3. The Judiciary has, in a private correspondence, communicated to Mr Kimemia as to the legal position on the matter of the 'small hiccup' to ensure it never occurs again.
4. I believe that Kenyan security agencies, unless they willfully neglect or refuse to, have the capacity and resources to investigate the sources and partnerships of this threatening letter. To this end, I have this morning sent the letter to the Inspector General of Police, the Director of the Criminal Investigations Department, Director of the National Intelligence Service and the Director of Public Prosecutions to investigate this matter and give the country a progress report. I am also asking the Inspector General of Police to take the necessary steps to enhance the security of judges and other judicial officers at this time.
5. If anybody, any candidate, any party, any agency, or any other actor thinks that it will bend the ear, mind and resolve of this Chief Justice to do anything that is unconstitutional or illegal, then they are mistaken. On any matter that will come before me or the Supreme Court, I and the Court shall operate strictly within the confines of the constitution. Intimidation and threats are uninvited guests and will not be hosted in the execution of our mandate.
6. The political class must choose whether, either through direct pronouncements or suggestive behaviour, they want a peaceful, democratic and fair election free from the ring of rigging and intimidation, or whether they want to put the country on a path of violence. Whatever choice the political class and leadership makes, they must remain aware that ultimately, the people of Kenya and the rule of law will triumph. The Judiciary is playing its part in protecting and upholding the constitution; let Kenyans also do their part.
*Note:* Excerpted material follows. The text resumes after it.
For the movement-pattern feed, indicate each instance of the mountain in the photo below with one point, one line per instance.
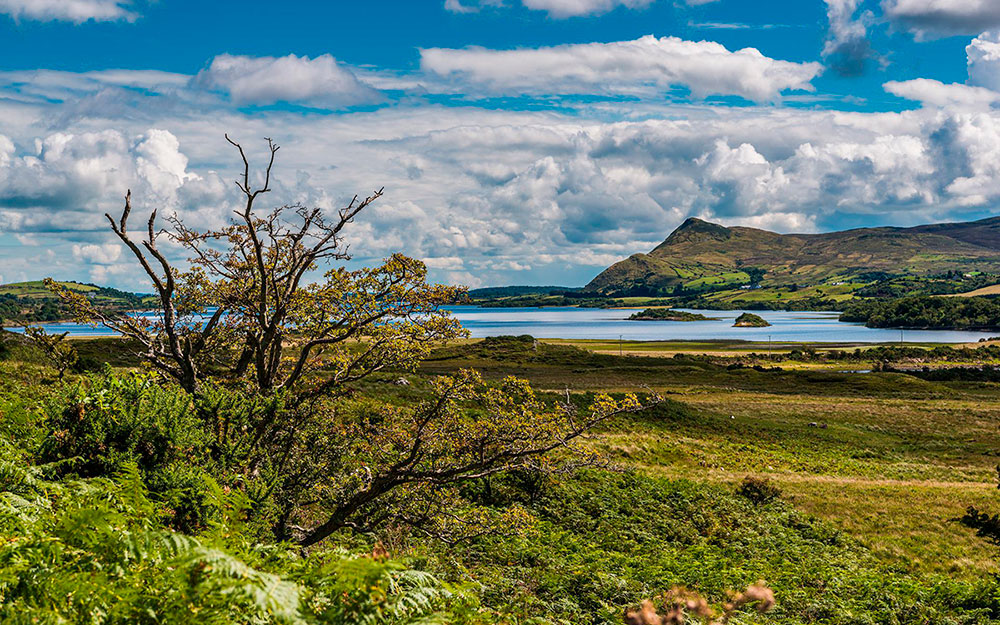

7. I appeal to Kenyans to hold a peaceful election. It is only by so doing that we shall silence these dark forces of retrogression and also advance our constitutional and democratic promise. My fellow Kenyans, with confidence and tribute to the nation, go and vote for our Constitution. It is the only way to reject those who threaten and proclaim violence as a false choice. Dr Willy Mutunga is the Chief Justice and President of the Supreme Court of Kenya.